Le Musée instrumental portugais est installé dans le palais Quintela. Sa collection comprend environ cinq cents instruments de musique. Ceux rassemblés par Alfredo Keil et ceux de la collection Lambertini (acquise par Carvalho Monteiro) enrichissent considérablement la collection du propriétaire de la maison, ainsi que celle de divers donateurs et administrateurs. Michel-Ange Lambertini dirigera le Musée instrumental portugais jusqu’à son acquisition par le Conservatoire national en 1931.
Selon la répartition de ses biens, cette propriété appartiendra à son fils, Pedro Augusto de Carvalho Monteiro, et le Palais Quintela, dont la valeur matricielle est de 630 contos, appartiendra à sa fille, Maria de Melo de Carvalho Monteiro.
Maria da Nazaré Monteiro de Almeida épouse le 18 avril D. Sebastião José de Carvalho Daun et Lorena – 8e marquis de Pombal (1903-1965).

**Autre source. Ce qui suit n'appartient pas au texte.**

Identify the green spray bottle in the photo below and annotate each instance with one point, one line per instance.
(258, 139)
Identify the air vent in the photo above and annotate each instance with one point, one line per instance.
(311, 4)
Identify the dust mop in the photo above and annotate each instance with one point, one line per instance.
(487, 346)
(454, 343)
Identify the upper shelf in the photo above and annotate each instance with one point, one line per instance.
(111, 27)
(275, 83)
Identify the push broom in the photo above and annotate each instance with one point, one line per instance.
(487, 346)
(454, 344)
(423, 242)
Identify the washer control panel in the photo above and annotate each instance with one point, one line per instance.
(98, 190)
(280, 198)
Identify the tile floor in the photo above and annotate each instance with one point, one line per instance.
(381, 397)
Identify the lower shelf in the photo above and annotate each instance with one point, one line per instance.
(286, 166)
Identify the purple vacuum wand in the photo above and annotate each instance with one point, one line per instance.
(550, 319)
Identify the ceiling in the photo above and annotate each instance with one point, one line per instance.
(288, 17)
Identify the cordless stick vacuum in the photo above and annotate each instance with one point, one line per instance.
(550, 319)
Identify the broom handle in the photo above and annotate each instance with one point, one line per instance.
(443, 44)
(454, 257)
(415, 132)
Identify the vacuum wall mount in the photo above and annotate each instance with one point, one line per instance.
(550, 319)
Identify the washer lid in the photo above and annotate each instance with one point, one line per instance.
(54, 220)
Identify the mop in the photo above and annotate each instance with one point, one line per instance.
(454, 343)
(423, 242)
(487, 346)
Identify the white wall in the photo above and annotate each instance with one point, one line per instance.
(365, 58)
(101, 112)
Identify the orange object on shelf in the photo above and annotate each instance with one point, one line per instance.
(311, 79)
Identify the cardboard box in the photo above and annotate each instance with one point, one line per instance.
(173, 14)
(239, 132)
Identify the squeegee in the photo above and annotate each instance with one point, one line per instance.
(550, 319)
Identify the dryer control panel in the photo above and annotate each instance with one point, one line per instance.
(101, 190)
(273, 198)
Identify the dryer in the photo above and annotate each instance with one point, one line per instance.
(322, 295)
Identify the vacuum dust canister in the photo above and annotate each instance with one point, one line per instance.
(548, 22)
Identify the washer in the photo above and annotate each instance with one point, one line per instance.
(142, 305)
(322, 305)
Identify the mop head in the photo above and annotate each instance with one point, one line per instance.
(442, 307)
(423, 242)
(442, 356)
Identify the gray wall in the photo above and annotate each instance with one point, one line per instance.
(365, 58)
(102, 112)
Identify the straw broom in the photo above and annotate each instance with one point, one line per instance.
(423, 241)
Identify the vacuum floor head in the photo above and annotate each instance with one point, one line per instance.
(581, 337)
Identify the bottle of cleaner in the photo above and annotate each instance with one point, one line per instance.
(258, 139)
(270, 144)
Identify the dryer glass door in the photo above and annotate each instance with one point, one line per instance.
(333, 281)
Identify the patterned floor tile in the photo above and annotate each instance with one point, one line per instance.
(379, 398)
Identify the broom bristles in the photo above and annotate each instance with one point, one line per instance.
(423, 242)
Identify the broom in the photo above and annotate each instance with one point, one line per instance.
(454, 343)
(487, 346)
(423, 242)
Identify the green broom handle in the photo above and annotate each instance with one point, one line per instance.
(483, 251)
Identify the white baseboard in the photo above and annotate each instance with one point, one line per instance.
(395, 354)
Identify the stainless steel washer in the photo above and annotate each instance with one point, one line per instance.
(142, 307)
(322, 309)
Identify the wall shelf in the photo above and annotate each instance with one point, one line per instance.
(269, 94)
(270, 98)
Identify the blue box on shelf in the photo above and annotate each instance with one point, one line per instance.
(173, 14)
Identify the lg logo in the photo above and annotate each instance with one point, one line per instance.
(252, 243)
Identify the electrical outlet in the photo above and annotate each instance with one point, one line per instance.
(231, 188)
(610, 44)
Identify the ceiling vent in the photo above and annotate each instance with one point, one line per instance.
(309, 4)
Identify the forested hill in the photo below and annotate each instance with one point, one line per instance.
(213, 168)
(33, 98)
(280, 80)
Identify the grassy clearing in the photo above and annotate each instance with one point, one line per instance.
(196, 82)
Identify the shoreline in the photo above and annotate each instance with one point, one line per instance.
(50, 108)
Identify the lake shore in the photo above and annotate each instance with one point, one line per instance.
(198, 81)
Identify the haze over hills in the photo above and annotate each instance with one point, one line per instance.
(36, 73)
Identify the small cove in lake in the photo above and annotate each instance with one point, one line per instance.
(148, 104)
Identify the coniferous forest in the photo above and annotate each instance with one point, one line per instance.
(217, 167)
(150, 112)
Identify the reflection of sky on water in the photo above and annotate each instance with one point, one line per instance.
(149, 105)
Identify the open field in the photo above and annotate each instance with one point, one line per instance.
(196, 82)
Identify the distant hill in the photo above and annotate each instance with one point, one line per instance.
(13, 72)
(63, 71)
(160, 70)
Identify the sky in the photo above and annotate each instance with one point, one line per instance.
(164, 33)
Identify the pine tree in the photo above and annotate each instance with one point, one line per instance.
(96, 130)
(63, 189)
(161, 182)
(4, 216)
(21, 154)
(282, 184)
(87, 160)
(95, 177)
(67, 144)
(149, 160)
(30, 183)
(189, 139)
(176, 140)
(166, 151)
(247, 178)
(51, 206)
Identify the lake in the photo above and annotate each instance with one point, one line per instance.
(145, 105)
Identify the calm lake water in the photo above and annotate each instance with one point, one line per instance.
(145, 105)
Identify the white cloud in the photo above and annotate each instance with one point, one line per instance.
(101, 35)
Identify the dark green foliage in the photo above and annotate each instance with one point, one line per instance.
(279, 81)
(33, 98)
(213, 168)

De ce mariage sont nés deux enfants, Francisco de Carvalho Daun et Lorena (1928-1929) et Manuel Sebastião de Almeida de Carvalho Daun et Lorena (1930).
Maria de Melo Carvalho Monteiro décède, transmettant la propriété du palais à sa fille, Maria da Nazaré Monteiro de Almeida, alors mariée au 8e marquis de Pombal.
Manuel Sebastião de Almeida de Carvalho Daun et Lorena, arrière-petit-fils d’Antonio Carvalho Monteiro et futur 9e marquis de Pombal, sont nés et baptisés au palais.
Après la fin du contrat d’Augusto Ataíde, une partie du Palais Quintela a été louée à l’IADE. L’Institut d’Art et de Décoration – École Internationale de Décorateurs a déménagé de son siège social situé au 77, Rua das Flores, au 1er étage, vers ses nouveaux locaux. Désormais, parmi les professeurs et collaborateurs de l’IADE figurent d’éminents protagonistes et acteurs de la scène des arts visuels au Portugal, tels que : Lima de Freitas, Manuel Lapa, Manuel Costa Martins, Manuel da Costa Cabral, Rafael Salinas Calado, Eduardo Nery, António Pedro, Egídio Álvaro, João Vieira, Keil do Amaral, Artur Rosa, Júlio Gil, Jorge Viana, Manuel Rio de Carvalho, António de Macedo, Fernando Garcia, Jorge Listopad, Artur Anselmo, Henrique Tavares e Castro, etc., ainsi que quelques designers internationaux du calibre de Bruno Munari, John David Bear et Claude Ternat, entre autres.
Le Palais Quintela renaît grâce à trois partenaires qui ont vu dans cet espace une opportunité commerciale unique, avec l’intention de développer un concept original et innovant pour la capitale. Ce projet, complexe et chronophage en raison de ses nombreuses contraintes, a progressivement pris forme en un an et demi, grâce à des partenariats pertinents.
La priorité a été donnée à la restauration des peintures et des vitraux, en préservant les éléments d’origine et en restant fidèle au passé historique. Côté architecture, Frederico Valsassina a imaginé un projet alliant harmonieusement éléments classiques et modernes. La décoration a été conçue par l’architecte Catarina Cabral, qui a recherché des pièces sobres et intemporelles qui s’intègrent à l’ambiance du palais sans pour autant occulter la majesté de ses détails et de ses fresques.
Grâce à la vision et à l’originalité d’un collectif d’intellectuels, d’artistes, d’architectes, de chefs, de mixologues et de DJ, le Palácio Chiado rénové est né : un espace où le passé inspire le présent et où la tradition fusionne avec la modernité.
Un palais dynamique à l’atmosphère décontractée et informelle, prêt à être découvert et vécu par tous.